Para o reconhecimento do abandono da causa, além do decurso do prazo de trinta dias previsto no inciso III do art. 267 do Código de Processo Civil, haverá que se proceder a intimação pessoal da parte, para suprir a falta no prazo de quarenta e oito horas (§ 1º).
Tendo a parte se pronunciado nos autos todas as vezes que foi chamado e no prazo legal, não há falar-se em abandono da causa.
A extinção do processo com base no inciso III do art. 267 do CPC (abandono da causa) depende de provocação da parte interessada, não podendo o juiz agir de ofício.



VISTOS, relatados e discutidos estes autos de Apelação Cível nº 119.036-1, da Vara Cível da Comarca de PINHÃO, em que é apelante ATTILIO CHAVES FERREIRA e apelados: NEI AMILTON CALDAS.

RELATÓRIO
ATTILIO CHAVES FERREIRA e sua mulher, propuseram Ação de Usucapião contra, NEI AMILTON CALDAS, objetivando a declaração de domínio de um imóvel de 35 hectares, 81 ares e 28 centiares, denominado Limeira, no município de Pinhão, do qual alegam manterem a posse por mais de vinte anos, adquirida dos réus, onde mantêm culturas e pastagens.
Sentenciando o feito, o digno Magistrado a quo julgou extinto o processo sem o julgamento do mérito, com fulcro no art. 267, inciso IV e § 1º do Código de Processo Civil, condenando os autores no pagamento das custas processuais.
Irresignado, apela tempestivamente o autor varão, declarando-se viúvo, aduzindo que intimado, de imediato manifestou-se nos autos, não caracterizando o alegado abandono.
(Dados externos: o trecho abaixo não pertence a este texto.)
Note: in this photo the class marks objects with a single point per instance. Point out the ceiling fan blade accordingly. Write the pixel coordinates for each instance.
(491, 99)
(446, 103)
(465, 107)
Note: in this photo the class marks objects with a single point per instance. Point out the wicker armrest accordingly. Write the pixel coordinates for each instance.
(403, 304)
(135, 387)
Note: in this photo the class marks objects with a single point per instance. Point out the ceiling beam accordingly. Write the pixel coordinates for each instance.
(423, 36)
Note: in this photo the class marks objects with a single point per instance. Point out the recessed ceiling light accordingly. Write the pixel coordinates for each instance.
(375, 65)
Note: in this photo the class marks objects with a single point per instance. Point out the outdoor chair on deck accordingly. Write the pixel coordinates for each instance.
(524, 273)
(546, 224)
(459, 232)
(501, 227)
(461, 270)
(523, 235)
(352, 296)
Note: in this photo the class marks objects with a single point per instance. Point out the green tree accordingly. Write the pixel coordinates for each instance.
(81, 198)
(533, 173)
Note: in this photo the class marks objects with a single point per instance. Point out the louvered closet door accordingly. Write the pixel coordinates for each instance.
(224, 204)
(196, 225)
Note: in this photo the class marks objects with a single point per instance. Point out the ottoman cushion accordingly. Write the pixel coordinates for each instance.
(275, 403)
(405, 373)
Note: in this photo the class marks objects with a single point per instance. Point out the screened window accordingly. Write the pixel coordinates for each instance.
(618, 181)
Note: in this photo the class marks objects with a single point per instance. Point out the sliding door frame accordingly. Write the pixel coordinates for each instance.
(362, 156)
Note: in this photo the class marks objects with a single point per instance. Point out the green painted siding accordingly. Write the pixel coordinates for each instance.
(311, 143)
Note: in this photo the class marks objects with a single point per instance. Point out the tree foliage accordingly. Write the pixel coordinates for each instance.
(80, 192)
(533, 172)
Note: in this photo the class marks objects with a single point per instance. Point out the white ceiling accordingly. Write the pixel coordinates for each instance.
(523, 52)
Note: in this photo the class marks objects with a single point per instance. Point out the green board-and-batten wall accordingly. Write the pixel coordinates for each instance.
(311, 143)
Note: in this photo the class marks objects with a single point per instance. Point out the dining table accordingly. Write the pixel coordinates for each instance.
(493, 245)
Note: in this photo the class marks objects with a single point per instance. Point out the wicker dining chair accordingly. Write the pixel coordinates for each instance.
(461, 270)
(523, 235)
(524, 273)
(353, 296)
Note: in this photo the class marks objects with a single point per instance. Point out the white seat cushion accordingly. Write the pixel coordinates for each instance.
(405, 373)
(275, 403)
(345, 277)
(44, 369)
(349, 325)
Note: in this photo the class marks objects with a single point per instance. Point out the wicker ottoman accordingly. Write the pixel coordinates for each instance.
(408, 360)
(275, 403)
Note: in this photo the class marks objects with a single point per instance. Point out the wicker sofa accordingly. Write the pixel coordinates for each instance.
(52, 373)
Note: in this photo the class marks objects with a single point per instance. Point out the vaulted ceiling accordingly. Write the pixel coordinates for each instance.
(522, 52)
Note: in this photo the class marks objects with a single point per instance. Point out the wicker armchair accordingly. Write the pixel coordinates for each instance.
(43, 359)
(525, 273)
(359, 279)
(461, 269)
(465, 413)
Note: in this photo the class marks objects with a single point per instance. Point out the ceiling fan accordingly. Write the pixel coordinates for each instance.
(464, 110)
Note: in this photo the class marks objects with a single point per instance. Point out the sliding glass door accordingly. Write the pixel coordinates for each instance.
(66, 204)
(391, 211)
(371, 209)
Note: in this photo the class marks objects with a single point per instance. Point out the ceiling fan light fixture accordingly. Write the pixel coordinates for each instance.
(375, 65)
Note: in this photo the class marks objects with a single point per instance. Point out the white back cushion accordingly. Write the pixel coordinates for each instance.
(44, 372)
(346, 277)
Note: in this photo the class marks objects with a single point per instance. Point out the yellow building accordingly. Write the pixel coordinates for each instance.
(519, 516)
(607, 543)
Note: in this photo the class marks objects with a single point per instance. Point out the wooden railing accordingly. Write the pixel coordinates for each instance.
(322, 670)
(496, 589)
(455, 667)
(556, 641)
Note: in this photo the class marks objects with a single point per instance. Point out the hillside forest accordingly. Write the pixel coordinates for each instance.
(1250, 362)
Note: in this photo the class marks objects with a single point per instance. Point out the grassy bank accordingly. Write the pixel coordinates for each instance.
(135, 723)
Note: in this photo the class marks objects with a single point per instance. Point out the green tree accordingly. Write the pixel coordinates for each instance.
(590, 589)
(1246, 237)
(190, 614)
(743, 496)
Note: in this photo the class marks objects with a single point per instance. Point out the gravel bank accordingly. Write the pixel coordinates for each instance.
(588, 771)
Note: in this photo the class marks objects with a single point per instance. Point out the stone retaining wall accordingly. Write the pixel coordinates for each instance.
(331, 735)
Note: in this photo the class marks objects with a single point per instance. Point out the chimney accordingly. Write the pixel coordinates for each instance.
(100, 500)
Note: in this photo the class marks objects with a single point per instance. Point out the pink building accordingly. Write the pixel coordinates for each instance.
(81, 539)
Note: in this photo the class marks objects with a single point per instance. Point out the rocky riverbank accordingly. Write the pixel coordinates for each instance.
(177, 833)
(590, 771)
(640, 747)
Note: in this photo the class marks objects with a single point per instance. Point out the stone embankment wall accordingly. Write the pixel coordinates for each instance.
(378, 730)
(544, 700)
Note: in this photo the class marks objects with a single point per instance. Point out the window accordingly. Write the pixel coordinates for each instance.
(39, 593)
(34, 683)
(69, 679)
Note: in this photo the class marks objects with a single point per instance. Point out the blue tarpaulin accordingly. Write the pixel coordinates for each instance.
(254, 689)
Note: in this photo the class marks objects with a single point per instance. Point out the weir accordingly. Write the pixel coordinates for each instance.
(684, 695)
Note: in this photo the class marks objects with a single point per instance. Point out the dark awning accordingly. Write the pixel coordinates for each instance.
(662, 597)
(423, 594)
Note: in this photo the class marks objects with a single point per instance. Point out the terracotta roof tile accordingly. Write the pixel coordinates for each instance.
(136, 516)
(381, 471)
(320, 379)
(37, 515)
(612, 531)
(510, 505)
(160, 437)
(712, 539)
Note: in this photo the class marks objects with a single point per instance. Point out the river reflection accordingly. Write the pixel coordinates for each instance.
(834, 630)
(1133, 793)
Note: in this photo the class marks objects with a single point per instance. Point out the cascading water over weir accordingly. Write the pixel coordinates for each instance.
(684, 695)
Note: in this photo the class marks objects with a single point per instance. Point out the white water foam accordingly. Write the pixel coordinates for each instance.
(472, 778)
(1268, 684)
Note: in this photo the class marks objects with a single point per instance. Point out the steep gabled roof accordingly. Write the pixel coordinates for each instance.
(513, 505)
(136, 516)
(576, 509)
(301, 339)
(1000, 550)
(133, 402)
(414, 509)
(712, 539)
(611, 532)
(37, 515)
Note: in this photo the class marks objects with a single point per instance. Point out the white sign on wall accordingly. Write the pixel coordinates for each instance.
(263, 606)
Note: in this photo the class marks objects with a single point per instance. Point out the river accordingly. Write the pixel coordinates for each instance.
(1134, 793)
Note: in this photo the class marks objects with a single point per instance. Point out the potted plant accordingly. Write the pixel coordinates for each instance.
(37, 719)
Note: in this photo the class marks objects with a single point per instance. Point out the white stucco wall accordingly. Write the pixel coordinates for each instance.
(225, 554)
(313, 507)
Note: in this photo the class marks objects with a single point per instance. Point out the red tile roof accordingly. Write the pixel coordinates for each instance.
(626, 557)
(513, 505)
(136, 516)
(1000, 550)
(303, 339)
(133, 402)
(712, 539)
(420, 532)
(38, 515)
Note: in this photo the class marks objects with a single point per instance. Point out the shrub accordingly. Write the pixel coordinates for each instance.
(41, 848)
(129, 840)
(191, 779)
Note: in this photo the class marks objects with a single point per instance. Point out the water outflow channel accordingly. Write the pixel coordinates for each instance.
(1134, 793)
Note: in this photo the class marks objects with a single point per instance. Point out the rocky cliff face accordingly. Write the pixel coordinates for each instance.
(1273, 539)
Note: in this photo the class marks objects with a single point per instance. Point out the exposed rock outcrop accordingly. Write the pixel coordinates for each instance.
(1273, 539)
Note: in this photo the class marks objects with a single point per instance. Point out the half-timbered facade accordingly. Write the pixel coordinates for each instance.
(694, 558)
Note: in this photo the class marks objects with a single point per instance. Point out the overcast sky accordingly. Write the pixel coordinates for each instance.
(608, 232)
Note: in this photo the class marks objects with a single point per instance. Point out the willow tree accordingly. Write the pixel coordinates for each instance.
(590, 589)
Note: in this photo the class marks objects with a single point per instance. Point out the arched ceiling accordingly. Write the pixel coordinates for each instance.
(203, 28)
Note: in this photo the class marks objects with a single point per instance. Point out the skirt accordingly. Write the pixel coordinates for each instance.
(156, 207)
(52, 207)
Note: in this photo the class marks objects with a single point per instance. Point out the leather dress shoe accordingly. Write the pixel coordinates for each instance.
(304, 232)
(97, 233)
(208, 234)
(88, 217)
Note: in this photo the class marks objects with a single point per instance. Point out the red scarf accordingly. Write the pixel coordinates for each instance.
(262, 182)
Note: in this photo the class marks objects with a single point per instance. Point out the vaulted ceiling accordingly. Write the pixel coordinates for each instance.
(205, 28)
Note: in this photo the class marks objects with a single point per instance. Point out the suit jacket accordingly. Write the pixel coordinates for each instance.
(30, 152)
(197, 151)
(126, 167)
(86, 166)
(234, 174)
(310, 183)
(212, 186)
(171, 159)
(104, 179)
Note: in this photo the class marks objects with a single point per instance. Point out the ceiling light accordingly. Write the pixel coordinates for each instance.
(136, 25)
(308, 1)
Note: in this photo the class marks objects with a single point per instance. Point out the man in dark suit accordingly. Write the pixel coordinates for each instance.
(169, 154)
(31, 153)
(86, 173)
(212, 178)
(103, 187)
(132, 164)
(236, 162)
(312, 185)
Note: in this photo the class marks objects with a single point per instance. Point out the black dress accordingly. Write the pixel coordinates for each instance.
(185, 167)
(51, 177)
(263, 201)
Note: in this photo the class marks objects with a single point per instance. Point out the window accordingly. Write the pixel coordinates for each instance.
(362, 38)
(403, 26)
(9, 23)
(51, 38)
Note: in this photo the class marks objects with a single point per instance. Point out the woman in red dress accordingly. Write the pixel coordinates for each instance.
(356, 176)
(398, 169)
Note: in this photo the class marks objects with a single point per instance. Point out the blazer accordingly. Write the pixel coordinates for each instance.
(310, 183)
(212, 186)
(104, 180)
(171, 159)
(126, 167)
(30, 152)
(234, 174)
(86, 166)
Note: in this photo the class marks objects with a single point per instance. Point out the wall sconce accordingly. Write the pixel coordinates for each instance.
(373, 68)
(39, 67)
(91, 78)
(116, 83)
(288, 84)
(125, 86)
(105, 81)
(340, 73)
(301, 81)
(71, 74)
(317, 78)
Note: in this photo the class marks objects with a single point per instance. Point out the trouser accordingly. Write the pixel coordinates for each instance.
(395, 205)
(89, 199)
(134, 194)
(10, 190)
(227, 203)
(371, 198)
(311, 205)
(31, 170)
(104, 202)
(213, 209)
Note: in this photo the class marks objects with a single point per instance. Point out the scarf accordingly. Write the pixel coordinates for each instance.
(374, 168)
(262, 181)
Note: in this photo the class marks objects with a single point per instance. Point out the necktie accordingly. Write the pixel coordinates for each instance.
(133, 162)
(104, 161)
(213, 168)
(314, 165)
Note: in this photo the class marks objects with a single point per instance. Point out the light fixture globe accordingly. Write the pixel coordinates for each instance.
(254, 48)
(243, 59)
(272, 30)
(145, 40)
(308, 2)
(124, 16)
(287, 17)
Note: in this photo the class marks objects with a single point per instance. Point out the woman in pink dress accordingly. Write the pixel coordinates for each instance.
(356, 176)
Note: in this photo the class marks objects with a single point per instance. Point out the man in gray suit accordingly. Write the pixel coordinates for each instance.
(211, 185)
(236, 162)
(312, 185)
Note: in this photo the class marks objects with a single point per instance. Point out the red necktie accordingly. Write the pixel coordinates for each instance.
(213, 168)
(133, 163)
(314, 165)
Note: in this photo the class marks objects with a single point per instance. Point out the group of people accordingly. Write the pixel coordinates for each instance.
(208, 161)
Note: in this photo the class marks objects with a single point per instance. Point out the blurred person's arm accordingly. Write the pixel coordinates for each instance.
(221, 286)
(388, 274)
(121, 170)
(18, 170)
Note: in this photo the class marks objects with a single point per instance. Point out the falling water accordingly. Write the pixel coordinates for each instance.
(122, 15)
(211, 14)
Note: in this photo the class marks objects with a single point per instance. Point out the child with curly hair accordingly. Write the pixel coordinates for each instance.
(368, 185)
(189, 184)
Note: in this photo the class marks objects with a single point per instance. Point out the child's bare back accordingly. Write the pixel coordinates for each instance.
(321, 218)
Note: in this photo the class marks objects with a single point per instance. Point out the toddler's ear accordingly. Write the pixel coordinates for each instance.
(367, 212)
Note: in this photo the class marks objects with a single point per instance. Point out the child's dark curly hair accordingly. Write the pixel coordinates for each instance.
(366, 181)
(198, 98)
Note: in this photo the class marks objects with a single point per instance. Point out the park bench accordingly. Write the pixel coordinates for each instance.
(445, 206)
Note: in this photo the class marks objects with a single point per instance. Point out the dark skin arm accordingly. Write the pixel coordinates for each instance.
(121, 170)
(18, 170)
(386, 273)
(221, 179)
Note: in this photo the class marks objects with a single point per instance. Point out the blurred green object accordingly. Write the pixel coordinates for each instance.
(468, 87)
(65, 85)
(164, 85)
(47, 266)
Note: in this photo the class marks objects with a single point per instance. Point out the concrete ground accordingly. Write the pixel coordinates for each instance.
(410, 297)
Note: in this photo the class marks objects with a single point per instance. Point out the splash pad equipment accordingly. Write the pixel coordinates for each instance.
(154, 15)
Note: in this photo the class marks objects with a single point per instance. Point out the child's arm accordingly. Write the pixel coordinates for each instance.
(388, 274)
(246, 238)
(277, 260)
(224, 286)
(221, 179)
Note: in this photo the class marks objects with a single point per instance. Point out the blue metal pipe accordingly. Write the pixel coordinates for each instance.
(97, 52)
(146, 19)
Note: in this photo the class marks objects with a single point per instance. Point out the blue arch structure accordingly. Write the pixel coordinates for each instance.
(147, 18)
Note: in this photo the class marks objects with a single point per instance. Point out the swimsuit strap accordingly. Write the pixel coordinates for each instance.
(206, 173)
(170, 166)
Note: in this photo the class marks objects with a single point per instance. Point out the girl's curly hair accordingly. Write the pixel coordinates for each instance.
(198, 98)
Requer a anulação do julgado e prosseguimento do feito
Contra-arrazoados, vieram os autos à esta Corte.
É o relatório.

VOTO
Cinge-se o questionamento recursal acerca da caracterização ou não do abandono da causa pelo autor/apelante.
O artigo 267, inciso III e seu parágrafo 1º do Código de Processo Civil estabelece que, o abandono do processo, com a conseqüente extinção sem julgamento do mérito, depende do transcurso in albis do prazo de 30 (trinta) dias da intimação feita na pessoa do advogado da parte autora, para que esta tomasse alguma providência que lhe incumbia, bem como, após ter decorrido 48 (quarenta e oito) horas da intimação pessoal feita à própria parte para suprimento da falta.
Portanto, a seqüência legal a ser seguida é o transcurso do prazo de 30 (trinta) dias, contados da intimação do advogado do autor, para a efetivação de alguma providência necessária ao andamento do processo. Caso não tenha sido realizada a mesma, a inércia do autor somente restará caracterizada se o mesmo não suprir a falta em 48 (quarenta e oito horas) após a sua intimação pessoal.
À par do processo estar tramitando há muito tempo no foro, é certo que todas as vezes que a procuradora do apelante foi intimada, de pronto manifestou-se.
Equivocou-se o Magistrado ao observar o lapso de tempo decorrido da intimação pessoal feita ao apelante, em março de 1.989, contudo, dita intimação foi realizada via carta precatória (fls. 159/162) e juntada aos autos após já ter a advogada se manifestado, inclusive em 23 de fevereiro de 1.994 (fls. 154), pedindo prazo para cumprir a diligência. A intimação pessoal realizada em março de 1.989, foi determinada pelo despacho de fls. 151, datado de 05 de maio de 1.988.
A última intimação determinada foi pelo despacho de fls. 166 em 21 de fevereiro de 1.995, que se consumou em maio do mesmo ano (fls. 171) porém, antes mesmo já se pronunciou a parte por nova procuradora (fls. 169/170).
Evidencia-se portanto, que a decisão recorrida não pode ser mantida, posto não configurada a inércia da parte autora.
Por outro lado, frise-se ainda que a extinção com base no inciso III do artigo 267 do Diploma Processual Civil depende de provocação da parte interessada, não podendo o juiz agir de ofício, como ocorreu no caso dos autos. Destaco ter a sentença se referido ao inciso IV do artigo 267, contudo toda a fundamentação tratou da questão enunciada no inciso III.
ALEXANDRE DE PAULA, in "Código de Processo Civil Anotado, vol. I, 6ª Edição, Editora RT, 1.994, p. 1.054, traz o elucidativo ensinamento:

É imprescindível provocação da parte interessada, uma vez que a extinção do processo com base nos incs. II e III não se insere entre aquelas hipóteses que o § 3º autoriza sejam conhecidas de ofício.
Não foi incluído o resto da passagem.